How Fast Is First Industrial Realty Trust Growing?
Generally, companies experiencing growth in earnings per share (EPS) should see similar trends in share price. That makes EPS growth an attractive quality for any company. Over the last three years, First Industrial Realty Trust has grown EPS by 13% per year. That's a good rate of growth, if it can be sustained.
It's often helpful to take a look at earnings before interest and tax (EBIT) margins, as well as revenue growth, to get another take on the quality of the company's growth. First Industrial Realty Trust maintained stable EBIT margins over the last year, all while growing revenue 13% to US$540m. That's a real positive.
You can take a look at the company's revenue and earnings growth trend, in the chart below. Click on the chart to see the exact numbers.
You don't drive with your eyes on the rear-view mirror, so you might be more interested in this free report showing analyst forecasts for First Industrial Realty Trust's future profits.

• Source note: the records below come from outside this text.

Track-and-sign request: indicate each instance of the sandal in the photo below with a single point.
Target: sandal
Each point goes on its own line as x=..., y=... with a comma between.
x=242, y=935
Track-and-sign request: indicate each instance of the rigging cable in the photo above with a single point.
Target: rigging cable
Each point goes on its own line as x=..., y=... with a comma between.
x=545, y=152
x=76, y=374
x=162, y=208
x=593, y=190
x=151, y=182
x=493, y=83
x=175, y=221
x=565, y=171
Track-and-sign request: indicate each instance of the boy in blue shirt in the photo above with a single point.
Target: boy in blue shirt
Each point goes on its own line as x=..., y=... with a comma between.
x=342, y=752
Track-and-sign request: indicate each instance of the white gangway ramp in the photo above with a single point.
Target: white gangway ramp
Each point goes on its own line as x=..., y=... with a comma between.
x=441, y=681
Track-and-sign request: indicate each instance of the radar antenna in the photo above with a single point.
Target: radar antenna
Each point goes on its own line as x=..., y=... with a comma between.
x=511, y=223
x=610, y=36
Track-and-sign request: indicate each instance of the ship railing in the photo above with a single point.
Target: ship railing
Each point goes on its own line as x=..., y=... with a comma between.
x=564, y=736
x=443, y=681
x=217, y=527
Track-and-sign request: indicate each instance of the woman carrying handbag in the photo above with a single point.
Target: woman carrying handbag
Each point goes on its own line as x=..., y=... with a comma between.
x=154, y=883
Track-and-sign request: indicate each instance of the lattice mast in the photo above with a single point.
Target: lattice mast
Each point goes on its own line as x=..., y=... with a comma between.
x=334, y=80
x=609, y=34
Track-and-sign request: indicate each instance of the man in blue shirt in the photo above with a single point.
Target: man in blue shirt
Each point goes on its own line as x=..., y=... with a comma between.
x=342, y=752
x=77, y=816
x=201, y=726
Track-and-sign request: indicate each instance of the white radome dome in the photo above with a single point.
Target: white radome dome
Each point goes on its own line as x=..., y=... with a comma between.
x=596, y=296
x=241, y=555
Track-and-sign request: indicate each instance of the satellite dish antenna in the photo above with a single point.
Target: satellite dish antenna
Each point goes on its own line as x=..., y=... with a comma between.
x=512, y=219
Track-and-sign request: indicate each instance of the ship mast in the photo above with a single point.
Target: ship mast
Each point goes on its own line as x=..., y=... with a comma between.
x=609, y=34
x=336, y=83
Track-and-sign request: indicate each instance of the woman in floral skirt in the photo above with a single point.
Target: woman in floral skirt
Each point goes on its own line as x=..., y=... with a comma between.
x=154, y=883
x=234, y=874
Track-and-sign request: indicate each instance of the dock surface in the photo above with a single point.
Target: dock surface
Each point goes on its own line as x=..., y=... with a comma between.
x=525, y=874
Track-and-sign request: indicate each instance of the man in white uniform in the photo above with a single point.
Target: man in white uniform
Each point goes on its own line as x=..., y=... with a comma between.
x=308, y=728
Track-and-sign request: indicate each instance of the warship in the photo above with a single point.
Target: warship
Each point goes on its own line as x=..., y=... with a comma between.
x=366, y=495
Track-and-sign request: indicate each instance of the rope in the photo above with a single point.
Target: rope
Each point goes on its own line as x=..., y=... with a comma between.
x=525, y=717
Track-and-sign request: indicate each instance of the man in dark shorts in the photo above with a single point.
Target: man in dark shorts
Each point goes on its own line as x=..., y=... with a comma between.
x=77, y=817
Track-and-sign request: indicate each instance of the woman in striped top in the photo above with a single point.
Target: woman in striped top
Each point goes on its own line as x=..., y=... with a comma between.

Are First Industrial Realty Trust Insiders Aligned With All Shareholders?
Since First Industrial Realty Trust has a market capitalisation of US$7.2b, we wouldn't expect insiders to hold a large percentage of shares. But we are reassured by the fact they have invested in the company. To be specific, they have US$30m worth of shares. That shows significant buy-in, and may indicate conviction in the business strategy. While their ownership only accounts for 0.4%, this is still a considerable amount at stake to encourage the business to maintain a strategy that will deliver value to shareholders.
It means a lot to see insiders invested in the business, but shareholders may be wondering if remuneration policies are in their best interest. Well, based on the CEO pay, you'd argue that they are indeed. The median total compensation for CEOs of companies similar in size to First Industrial Realty Trust, with market caps between US$4.0b and US$12b, is around US$8.0m.
The First Industrial Realty Trust CEO received US$5.2m in compensation for the year ending December 2021. That seems pretty reasonable, especially given it's below the median for similar sized companies. CEO compensation is hardly the most important aspect of a company to consider, but when it's reasonable, that gives a little more confidence that leadership are looking out for shareholder interests. Generally, arguments can be made that reasonable pay levels attest to good decision-making.
Should You Add First Industrial Realty Trust To Your Watchlist?
One positive for First Industrial Realty Trust is that it is growing EPS. That's nice to see. Earnings growth might be the main attraction for First Industrial Realty Trust, but the fun does not stop there. With a meaningful level of insider ownership, and reasonable CEO pay, a reasonable mind might conclude that this is one stock worth watching. You should always think about risks though. Case in point, we've spotted 3 warning signs for First Industrial Realty Trust you should be aware of, and 2 of them are significant.
The beauty of investing is that you can invest in almost any company you want. But if you prefer to focus on stocks that have demonstrated insider buying, here is a list of companies with insider buying in the last three months.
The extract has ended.